Self-employed farmers are allowed a FFCRA tax credit if they were out of commission in 2021 due to COVID. But certain rules apply.
The Family First Coronavirus Response Act (FFCRA) was passed in early 2020 right before the CARES Act. FFCRA requires most employers to provide paid sick leave for employees that are affected by COVID-19. We have posted on this before.
However, another feature of the Bill allows self-employed individuals to also receive a credit if they are directly affected by COVID-19. In order to receive the credit, you must show that you really are not able to do work due to COVID.
For example, if you are diagnosed with COVID and must self-quarantine, but are able to work in the shop or do work in the house, then you will not qualify for the credit.

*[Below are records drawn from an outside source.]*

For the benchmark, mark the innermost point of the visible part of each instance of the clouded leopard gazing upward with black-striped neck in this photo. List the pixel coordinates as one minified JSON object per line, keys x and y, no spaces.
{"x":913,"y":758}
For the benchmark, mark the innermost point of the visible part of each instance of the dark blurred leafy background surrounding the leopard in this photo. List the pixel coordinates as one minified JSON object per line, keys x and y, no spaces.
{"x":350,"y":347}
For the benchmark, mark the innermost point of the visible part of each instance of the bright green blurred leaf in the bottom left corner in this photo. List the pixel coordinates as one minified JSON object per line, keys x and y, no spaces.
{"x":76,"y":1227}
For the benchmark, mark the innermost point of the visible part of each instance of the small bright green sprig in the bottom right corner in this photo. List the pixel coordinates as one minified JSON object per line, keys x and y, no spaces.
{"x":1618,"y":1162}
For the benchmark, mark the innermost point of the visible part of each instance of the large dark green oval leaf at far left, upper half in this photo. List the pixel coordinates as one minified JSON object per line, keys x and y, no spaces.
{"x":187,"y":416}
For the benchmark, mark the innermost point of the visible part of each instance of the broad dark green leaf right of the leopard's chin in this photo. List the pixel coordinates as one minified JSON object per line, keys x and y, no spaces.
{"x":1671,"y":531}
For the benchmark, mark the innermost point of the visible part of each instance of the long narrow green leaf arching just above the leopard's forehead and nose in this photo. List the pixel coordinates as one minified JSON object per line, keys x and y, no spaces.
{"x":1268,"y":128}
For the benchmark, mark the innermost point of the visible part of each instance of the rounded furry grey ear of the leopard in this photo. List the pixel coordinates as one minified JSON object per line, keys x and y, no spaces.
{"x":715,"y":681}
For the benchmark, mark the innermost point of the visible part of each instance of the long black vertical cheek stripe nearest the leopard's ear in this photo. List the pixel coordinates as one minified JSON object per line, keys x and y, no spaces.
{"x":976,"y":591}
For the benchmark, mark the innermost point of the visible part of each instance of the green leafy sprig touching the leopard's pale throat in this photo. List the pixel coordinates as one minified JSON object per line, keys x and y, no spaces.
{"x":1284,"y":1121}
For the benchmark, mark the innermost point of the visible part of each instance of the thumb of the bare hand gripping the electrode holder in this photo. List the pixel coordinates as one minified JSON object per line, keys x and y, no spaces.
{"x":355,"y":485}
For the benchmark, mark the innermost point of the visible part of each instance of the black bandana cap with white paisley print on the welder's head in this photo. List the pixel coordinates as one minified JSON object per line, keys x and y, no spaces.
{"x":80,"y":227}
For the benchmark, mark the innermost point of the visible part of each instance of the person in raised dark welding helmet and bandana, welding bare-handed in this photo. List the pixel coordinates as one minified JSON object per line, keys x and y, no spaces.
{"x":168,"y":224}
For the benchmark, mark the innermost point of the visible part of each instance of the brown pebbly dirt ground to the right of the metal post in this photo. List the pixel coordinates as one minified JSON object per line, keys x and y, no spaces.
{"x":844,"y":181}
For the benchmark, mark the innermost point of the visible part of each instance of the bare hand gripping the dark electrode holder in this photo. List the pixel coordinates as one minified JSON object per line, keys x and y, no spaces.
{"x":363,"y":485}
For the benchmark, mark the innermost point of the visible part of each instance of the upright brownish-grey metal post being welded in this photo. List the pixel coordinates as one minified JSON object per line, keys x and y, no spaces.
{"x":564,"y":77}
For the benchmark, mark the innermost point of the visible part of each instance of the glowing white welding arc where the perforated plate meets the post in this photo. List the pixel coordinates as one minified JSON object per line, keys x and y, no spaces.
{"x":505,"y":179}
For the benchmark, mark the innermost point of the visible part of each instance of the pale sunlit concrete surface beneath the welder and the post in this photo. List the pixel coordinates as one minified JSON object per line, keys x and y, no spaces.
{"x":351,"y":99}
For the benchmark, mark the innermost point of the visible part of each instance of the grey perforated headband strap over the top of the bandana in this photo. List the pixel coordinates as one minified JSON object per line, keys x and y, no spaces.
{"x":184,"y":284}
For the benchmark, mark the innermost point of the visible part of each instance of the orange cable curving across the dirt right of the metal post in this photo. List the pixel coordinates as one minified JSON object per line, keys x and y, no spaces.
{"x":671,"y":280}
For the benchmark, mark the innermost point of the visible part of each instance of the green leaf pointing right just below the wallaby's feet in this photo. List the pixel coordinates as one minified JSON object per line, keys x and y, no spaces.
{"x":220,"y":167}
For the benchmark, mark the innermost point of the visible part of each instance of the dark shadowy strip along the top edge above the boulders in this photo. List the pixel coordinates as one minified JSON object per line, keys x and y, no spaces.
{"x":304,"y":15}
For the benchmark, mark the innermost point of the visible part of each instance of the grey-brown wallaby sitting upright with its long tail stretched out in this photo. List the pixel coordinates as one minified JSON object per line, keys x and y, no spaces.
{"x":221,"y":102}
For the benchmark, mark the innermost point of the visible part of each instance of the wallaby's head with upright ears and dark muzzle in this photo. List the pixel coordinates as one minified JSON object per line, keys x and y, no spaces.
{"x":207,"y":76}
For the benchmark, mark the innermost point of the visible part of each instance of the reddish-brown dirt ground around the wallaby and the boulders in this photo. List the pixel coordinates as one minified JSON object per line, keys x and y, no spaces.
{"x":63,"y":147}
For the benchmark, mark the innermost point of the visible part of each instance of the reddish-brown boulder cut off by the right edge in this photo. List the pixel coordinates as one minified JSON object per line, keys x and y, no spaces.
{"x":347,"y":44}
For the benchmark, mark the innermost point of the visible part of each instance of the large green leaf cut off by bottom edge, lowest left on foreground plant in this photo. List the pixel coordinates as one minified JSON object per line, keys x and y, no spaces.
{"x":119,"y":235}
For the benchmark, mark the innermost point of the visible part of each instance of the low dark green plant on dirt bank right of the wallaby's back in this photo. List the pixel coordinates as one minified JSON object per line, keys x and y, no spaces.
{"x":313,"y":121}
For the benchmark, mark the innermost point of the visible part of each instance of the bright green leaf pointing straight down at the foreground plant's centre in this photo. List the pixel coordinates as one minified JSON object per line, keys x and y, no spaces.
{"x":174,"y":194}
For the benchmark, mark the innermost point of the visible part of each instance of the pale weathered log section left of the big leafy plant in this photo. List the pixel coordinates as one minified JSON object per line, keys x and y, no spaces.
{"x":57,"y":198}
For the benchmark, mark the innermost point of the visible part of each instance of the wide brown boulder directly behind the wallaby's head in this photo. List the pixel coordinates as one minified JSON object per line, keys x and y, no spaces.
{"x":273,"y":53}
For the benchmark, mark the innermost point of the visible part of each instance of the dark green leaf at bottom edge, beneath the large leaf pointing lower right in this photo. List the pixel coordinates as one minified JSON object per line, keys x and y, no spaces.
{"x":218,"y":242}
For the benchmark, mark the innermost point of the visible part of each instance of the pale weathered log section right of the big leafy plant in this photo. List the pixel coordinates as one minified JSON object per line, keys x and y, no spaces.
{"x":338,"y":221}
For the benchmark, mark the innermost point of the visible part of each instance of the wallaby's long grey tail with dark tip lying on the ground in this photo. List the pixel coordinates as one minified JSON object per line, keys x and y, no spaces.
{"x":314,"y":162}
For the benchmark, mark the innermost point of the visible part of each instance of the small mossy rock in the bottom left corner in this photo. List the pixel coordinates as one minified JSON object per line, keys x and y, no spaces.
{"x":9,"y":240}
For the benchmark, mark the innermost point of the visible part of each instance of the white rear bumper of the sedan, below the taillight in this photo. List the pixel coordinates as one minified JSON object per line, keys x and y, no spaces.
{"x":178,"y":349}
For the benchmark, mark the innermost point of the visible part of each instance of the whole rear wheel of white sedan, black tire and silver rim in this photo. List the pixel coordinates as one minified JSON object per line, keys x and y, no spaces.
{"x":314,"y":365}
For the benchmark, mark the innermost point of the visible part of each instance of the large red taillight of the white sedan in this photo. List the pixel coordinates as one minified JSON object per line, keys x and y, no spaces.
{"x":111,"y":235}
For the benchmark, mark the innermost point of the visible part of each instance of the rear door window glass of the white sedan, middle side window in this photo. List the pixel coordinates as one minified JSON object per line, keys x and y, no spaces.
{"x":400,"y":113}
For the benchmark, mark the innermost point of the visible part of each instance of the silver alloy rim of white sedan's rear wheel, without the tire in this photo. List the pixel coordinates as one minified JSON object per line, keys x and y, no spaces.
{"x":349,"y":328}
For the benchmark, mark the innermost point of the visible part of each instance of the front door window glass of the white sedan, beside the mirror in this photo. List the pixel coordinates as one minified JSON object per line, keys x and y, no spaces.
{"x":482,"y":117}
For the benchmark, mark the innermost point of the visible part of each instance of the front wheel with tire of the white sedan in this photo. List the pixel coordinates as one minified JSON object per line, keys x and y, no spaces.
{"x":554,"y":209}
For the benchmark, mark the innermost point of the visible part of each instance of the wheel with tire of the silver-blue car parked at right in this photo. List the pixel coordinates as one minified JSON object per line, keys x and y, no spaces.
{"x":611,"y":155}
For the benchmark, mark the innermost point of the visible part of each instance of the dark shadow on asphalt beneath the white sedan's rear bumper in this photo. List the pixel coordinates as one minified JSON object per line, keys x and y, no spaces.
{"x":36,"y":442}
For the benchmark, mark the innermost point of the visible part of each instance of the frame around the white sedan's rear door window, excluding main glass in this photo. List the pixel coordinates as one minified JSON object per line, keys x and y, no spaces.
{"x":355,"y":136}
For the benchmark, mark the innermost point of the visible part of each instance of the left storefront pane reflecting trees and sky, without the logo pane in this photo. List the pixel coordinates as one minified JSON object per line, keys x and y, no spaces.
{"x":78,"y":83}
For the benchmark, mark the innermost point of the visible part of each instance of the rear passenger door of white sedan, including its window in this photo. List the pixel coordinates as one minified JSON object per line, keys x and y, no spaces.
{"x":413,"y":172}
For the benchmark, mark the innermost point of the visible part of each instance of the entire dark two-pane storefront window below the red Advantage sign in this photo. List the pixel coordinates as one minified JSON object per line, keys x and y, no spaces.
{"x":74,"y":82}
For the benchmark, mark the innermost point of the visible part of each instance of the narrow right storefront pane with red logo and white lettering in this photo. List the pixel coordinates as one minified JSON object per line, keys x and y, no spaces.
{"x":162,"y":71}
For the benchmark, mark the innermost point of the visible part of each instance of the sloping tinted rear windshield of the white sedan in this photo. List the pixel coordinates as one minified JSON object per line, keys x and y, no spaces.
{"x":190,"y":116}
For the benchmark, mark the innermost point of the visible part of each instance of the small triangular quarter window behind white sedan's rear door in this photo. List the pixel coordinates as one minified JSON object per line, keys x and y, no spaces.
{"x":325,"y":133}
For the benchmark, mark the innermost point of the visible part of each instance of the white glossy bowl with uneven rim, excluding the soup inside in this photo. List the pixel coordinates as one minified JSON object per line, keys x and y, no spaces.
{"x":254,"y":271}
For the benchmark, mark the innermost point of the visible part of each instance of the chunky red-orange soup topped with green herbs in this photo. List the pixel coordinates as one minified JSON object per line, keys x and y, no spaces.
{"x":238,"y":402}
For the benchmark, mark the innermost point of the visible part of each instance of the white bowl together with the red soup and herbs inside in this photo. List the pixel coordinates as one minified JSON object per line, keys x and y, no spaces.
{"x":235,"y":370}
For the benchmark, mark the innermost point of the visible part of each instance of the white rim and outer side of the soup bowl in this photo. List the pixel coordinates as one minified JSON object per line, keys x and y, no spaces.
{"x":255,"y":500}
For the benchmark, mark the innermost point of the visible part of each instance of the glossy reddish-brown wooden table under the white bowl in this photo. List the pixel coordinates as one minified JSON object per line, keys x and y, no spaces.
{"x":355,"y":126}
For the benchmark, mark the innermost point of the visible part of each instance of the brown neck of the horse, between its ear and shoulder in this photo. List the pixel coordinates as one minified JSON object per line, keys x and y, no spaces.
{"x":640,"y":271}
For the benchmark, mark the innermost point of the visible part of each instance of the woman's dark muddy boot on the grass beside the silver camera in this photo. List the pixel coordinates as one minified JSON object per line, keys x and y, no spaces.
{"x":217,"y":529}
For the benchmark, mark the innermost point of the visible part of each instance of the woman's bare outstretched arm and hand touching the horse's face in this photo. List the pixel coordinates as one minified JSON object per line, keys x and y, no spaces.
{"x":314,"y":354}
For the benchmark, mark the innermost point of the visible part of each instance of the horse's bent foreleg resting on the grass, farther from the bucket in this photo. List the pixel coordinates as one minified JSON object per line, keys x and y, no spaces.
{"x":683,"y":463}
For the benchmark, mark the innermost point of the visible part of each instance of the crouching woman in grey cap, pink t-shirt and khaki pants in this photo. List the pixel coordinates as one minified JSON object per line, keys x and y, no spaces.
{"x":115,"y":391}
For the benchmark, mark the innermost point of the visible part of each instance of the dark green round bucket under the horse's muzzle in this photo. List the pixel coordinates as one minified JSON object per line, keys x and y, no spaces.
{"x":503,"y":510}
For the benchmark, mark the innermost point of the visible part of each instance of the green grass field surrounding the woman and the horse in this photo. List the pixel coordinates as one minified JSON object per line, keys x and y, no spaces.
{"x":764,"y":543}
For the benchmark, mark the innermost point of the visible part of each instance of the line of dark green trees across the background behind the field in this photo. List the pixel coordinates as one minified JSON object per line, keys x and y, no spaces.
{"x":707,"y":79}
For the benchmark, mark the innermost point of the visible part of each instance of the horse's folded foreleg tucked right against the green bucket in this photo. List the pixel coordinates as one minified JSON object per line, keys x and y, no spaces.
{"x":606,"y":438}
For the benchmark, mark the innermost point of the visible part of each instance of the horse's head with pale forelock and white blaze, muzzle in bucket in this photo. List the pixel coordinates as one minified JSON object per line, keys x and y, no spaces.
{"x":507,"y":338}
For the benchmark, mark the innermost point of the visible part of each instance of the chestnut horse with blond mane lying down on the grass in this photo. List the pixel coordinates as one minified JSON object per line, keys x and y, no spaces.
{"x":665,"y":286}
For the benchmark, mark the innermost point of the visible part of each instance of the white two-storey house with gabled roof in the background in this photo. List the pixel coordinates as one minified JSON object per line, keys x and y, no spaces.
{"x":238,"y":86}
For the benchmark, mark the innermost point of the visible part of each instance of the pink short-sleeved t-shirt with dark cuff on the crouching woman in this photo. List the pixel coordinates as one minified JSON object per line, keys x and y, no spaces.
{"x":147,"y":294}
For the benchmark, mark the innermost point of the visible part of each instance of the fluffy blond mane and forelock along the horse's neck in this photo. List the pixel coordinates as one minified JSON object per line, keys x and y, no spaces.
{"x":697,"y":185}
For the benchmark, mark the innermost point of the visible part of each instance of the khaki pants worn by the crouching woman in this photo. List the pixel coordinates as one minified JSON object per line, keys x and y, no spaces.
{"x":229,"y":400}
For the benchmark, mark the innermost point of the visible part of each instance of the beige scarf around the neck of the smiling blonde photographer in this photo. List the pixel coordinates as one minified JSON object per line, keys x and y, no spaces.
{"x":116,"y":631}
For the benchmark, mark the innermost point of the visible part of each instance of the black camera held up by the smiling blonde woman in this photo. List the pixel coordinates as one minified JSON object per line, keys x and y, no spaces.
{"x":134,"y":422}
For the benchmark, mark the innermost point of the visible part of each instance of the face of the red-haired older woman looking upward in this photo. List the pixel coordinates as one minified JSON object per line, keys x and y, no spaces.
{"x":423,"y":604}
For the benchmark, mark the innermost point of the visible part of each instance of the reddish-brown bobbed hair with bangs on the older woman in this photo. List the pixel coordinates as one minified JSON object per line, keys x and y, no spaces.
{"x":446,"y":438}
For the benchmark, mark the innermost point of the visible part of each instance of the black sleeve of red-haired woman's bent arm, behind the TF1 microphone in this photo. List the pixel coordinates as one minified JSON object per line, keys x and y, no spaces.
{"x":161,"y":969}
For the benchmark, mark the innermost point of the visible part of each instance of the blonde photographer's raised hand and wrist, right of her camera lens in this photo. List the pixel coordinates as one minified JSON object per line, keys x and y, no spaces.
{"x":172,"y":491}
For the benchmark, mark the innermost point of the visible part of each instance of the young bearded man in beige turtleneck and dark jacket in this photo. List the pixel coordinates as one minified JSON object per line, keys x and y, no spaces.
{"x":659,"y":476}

The maximum sick-leave credit is $511 per day for up to 10 days (a maximum $5,110 credit). The credit is calculated by taking your self-employment earnings and dividing by 260. Here is an example:
Jim reports total SE earnings from farming in 2021 of $165,000 which is an average of $635 per day. He was out of commission for only 6 days, therefore, his FFCRA credit is $3,066. If he had been out of commission for at least 10 days, then the maximum credit of $5,110 would be allowed.
You will report this credit on your Form 1040.
This credit only applies for the period January 1, 2021 to September 30, 2021.